J.M. Bumsted (ed.), Interpreting Canada's Past. Toronto, ON: Oxford University Press, 1986.

Keywords

International law; Acquisition of territory; Status of Indigenous peoples; History of Canada; French claims in North America; Doctrine of discovery; Indigenous sovereignty; Legal history; History of international law; European imperialism

Abstract

Historians usually trace the origins of Canada to the initial explorations of England and France, with emphasis upon the French voyages of the early sixteenth century involving Verrazzano, Cartier, and Roberval. France, it is said, officially asserted territorial rights in North America at this era, based upon the discoveries and acts of taking possession of its emissaries, and that these claims were sustained, if in a somewhat desultory manner, until the successful colonizing efforts of the following century. The French crown is thought to have treated North America as unowned land open to appropriation, territorium nullius, rejecting the claims of Iberian aspirants and Indigenous occupants alike. This allowed scope for its own pretensions, backed as they were by a minimal display of actual authority. In fact, the evidence available to us - and it is far from complete - suggests a more complex and equivocal picture. While France was undoubtedly ready to dispute Iberian claims in the New World, there is remarkably little to show that it asserted exclusive rights of its own to the regions explored by its agents up to 1560. It is far from clear that the French crown in this era maintained that vast American territories might be won by the flourish of a standard, the planting of a cross, or the founding of small coastal settlements. Indeed, its stance vis-a-vis Spain and Portugal involved a repudiation of such notions. Nor do we encounter much evidence that France viewed America as, juridically, a desert land. Rather, it seemed prepared to recognize the fact that large areas were controlled by Indigenous groups.

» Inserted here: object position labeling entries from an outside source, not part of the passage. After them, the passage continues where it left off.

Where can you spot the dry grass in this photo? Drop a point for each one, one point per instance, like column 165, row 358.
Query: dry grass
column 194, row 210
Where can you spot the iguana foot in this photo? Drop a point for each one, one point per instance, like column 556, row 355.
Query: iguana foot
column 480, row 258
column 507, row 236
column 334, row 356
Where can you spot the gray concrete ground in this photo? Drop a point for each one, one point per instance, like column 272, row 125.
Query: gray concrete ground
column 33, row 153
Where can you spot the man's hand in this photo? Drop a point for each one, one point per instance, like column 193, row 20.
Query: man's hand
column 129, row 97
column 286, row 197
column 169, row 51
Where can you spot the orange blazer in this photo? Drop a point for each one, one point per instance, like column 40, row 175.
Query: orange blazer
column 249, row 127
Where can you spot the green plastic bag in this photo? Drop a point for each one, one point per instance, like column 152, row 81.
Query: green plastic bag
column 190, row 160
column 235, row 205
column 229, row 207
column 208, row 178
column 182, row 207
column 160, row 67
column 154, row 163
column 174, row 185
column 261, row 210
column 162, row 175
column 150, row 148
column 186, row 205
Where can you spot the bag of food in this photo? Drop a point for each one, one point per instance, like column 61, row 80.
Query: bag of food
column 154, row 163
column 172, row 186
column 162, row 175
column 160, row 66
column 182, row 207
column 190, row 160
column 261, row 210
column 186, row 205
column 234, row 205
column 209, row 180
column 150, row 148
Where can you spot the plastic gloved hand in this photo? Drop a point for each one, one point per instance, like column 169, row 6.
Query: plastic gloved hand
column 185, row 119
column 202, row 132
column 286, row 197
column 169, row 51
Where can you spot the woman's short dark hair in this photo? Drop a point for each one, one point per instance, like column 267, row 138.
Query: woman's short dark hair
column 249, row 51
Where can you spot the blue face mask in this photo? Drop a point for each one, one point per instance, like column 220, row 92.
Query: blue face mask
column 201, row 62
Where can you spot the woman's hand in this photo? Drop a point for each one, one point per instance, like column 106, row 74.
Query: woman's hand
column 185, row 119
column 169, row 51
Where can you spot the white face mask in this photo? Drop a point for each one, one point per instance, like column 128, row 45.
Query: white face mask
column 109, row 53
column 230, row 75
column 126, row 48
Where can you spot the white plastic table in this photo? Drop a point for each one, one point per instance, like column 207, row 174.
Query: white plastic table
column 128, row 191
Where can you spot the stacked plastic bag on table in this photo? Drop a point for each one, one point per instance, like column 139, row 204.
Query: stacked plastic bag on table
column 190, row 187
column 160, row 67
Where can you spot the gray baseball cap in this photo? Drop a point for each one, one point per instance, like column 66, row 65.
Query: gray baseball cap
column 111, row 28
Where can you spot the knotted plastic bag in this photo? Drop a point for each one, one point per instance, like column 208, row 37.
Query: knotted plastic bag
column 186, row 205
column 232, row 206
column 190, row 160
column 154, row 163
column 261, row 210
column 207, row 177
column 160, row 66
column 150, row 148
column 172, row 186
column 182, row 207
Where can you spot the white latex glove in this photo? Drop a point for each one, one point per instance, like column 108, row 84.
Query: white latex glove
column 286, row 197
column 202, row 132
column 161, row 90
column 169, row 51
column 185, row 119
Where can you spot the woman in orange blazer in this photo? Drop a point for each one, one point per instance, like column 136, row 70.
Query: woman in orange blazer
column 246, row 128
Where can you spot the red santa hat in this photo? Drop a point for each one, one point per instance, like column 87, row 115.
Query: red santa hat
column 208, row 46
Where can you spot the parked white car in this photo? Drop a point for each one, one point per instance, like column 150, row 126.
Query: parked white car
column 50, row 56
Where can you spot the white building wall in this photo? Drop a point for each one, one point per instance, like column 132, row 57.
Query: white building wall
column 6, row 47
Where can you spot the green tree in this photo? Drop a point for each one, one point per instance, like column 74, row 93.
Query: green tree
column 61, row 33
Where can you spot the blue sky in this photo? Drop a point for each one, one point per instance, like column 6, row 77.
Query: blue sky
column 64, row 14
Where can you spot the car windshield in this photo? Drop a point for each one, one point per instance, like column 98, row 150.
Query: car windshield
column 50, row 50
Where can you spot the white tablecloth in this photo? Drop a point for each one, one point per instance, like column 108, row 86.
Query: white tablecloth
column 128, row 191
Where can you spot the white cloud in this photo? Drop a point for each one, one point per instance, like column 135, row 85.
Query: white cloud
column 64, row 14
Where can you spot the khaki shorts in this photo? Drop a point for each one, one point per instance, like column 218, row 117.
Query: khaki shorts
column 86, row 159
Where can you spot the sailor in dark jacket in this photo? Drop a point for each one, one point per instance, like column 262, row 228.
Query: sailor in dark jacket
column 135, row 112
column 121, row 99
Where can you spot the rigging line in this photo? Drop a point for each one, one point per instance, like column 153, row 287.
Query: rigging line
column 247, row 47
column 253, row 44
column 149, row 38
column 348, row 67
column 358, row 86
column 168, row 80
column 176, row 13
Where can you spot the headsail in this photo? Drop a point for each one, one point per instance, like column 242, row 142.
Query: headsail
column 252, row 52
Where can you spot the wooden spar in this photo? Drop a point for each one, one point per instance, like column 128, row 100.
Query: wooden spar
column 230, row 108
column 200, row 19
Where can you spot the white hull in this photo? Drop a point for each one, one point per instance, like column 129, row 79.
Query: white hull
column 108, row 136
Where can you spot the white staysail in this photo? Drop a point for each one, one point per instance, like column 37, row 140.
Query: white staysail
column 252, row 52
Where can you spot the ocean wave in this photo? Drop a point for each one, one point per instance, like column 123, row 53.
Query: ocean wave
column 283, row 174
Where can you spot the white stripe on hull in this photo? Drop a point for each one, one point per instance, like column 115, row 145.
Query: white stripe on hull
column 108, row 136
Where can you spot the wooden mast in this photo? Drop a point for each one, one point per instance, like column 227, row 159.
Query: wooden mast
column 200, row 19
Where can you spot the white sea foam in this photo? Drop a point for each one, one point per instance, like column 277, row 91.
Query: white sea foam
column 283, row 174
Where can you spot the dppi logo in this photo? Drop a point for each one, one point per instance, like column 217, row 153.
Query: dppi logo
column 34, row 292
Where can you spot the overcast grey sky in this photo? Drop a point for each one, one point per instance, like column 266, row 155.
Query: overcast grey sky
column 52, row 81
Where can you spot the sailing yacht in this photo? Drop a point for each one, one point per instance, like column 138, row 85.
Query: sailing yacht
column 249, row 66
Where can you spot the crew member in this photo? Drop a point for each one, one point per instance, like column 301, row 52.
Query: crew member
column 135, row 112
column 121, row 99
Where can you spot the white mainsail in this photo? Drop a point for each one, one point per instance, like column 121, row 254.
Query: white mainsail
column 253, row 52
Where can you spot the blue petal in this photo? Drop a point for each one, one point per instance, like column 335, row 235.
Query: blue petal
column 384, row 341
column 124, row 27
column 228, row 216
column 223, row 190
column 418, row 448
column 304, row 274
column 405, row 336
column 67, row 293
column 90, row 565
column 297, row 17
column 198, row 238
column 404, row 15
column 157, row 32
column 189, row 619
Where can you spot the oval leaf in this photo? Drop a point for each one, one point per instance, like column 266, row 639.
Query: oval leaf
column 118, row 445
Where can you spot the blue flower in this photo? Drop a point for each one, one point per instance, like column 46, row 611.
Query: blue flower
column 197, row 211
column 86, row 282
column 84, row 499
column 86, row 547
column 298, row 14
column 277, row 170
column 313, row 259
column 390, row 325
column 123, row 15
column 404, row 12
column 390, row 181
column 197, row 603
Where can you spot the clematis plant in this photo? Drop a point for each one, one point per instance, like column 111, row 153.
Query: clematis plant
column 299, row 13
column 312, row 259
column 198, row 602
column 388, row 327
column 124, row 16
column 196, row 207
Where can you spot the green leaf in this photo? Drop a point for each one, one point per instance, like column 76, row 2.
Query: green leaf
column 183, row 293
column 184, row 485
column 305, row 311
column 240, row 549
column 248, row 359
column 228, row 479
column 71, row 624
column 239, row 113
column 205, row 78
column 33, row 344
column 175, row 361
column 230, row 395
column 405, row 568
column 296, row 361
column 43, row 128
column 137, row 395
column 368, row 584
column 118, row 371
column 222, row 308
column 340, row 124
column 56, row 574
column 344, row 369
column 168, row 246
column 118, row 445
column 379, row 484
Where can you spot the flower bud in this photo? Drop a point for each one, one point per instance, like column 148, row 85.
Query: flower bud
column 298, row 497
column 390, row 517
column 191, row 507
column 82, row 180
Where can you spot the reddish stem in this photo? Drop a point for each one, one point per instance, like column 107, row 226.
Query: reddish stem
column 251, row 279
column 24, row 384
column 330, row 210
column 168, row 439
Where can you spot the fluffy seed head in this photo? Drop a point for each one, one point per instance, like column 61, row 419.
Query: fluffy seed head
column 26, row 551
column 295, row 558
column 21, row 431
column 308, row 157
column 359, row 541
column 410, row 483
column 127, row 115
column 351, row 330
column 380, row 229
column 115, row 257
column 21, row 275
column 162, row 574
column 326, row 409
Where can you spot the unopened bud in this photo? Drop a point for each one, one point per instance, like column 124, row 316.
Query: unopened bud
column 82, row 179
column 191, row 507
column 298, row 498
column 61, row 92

This is not necessarily to say that it was more disposed than other European states to respect the rights of these communities, for we see signs of its willingness to contemplate their subjugation. But it candidly viewed the process as one of conquest, not pretending that it was dealing with a juridical vacuum. This suited France's own ends, for in challenging the assertions of Spain and Portugal it could point to the factual independence of Indigenous groups in areas which these states claimed. If these views are correct, they necessitate a reassessment of the significance of France's early efforts in North America. They also throw into doubt the general picture often painted of the official attitudes of European states to the New World at this period.